Embeat: A Music Recommendation System Based on Acoustic Features

Introduction

Embeat is a music recommendation system built on Spotify acoustic feature data. It encodes audio features into vectors via a contrastive learning model and combines them with a multi-channel recall strategy to deliver high-quality music recommendations.

Key Features:

Acoustic Similarity: The EmbeatMLP model, trained on Spotify Audio Features (key, tempo, energy, valence, etc.), encodes acoustic features into 64-dim vectors
Genre Awareness: Leverages 6,000+ micro-genre tags to precisely assign genres to 2M+ artists, preventing "acoustically similar but stylistically different" recommendations
Multi-Channel Recall: 5 parallel recall channels (Acoustic Similarity / Same-Genre Popular / Same Artist / Similar Artists / Playlist Collaborative Filtering), merged and scored for final output
Playlist Collaborative Filtering: Track2Vec (Word2Vec-inspired) learns track co-occurrence patterns from 1.88M Spotify playlists
Millisecond-Level Response: Powered by the Qdrant vector database, retrieval across 45M tracks completes in 30–100ms

Roadmap

If you find this project helpful, please give it a ⭐️. It means a lot to a personal project, thanks!

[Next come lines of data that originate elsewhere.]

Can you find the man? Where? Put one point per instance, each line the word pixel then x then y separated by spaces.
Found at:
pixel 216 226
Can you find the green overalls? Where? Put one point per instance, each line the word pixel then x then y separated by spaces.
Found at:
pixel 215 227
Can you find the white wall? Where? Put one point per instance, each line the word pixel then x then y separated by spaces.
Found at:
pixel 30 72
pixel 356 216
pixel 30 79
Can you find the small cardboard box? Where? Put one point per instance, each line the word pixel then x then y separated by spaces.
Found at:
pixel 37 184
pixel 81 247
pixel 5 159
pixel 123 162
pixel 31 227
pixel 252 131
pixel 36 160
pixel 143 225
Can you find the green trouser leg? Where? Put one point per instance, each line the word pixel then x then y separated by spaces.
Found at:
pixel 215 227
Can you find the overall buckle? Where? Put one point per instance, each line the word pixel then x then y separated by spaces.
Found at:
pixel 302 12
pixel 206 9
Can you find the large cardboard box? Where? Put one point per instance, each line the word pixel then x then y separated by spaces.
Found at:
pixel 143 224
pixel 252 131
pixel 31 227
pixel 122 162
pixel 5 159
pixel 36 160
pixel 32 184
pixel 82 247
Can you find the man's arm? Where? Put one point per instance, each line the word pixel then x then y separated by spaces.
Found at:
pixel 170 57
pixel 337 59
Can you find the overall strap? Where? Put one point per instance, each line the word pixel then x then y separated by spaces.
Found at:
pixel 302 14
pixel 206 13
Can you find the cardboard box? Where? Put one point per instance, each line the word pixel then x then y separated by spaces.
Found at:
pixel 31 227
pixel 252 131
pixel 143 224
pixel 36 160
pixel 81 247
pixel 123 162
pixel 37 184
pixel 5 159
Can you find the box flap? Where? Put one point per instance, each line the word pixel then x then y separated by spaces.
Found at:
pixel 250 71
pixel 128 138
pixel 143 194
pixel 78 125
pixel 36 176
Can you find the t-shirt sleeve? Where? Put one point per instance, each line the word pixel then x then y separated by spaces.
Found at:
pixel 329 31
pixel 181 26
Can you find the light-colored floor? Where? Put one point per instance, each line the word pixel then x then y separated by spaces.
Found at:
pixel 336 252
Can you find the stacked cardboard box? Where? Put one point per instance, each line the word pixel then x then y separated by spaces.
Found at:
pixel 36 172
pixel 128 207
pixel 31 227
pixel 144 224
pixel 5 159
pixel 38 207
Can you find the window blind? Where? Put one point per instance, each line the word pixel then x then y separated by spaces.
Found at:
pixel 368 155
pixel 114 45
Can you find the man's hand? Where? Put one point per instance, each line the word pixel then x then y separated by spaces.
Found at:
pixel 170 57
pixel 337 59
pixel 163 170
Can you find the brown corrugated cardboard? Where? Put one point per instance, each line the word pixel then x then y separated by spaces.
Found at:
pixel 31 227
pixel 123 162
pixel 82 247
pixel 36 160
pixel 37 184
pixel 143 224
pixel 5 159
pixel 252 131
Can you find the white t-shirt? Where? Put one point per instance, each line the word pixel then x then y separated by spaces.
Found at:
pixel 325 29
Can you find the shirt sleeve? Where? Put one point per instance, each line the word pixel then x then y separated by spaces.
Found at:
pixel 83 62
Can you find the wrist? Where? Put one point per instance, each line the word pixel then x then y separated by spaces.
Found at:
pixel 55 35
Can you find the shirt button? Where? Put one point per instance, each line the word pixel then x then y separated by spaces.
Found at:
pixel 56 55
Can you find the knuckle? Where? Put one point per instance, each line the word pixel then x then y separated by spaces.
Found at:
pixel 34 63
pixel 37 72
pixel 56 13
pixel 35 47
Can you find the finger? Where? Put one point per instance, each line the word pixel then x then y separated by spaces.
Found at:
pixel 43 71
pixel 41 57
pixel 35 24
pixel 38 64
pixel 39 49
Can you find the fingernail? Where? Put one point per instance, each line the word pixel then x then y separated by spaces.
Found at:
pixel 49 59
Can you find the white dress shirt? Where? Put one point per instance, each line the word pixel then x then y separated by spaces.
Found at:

2026-06-26: Open-source initial codebase + EmbeatMLP model weights
2026-06-26: Open-source 45M tracks dataset + technical documentation
100 Stars: Open-source Qdrant database
1K Stars: Open-source Track2Vec model weights + 1.8M playlists dataset

Demo

Below are example recommendation results from Embeat (please unmute before playing)

Uptown Funk - Bruno Mars [dance pop, pop]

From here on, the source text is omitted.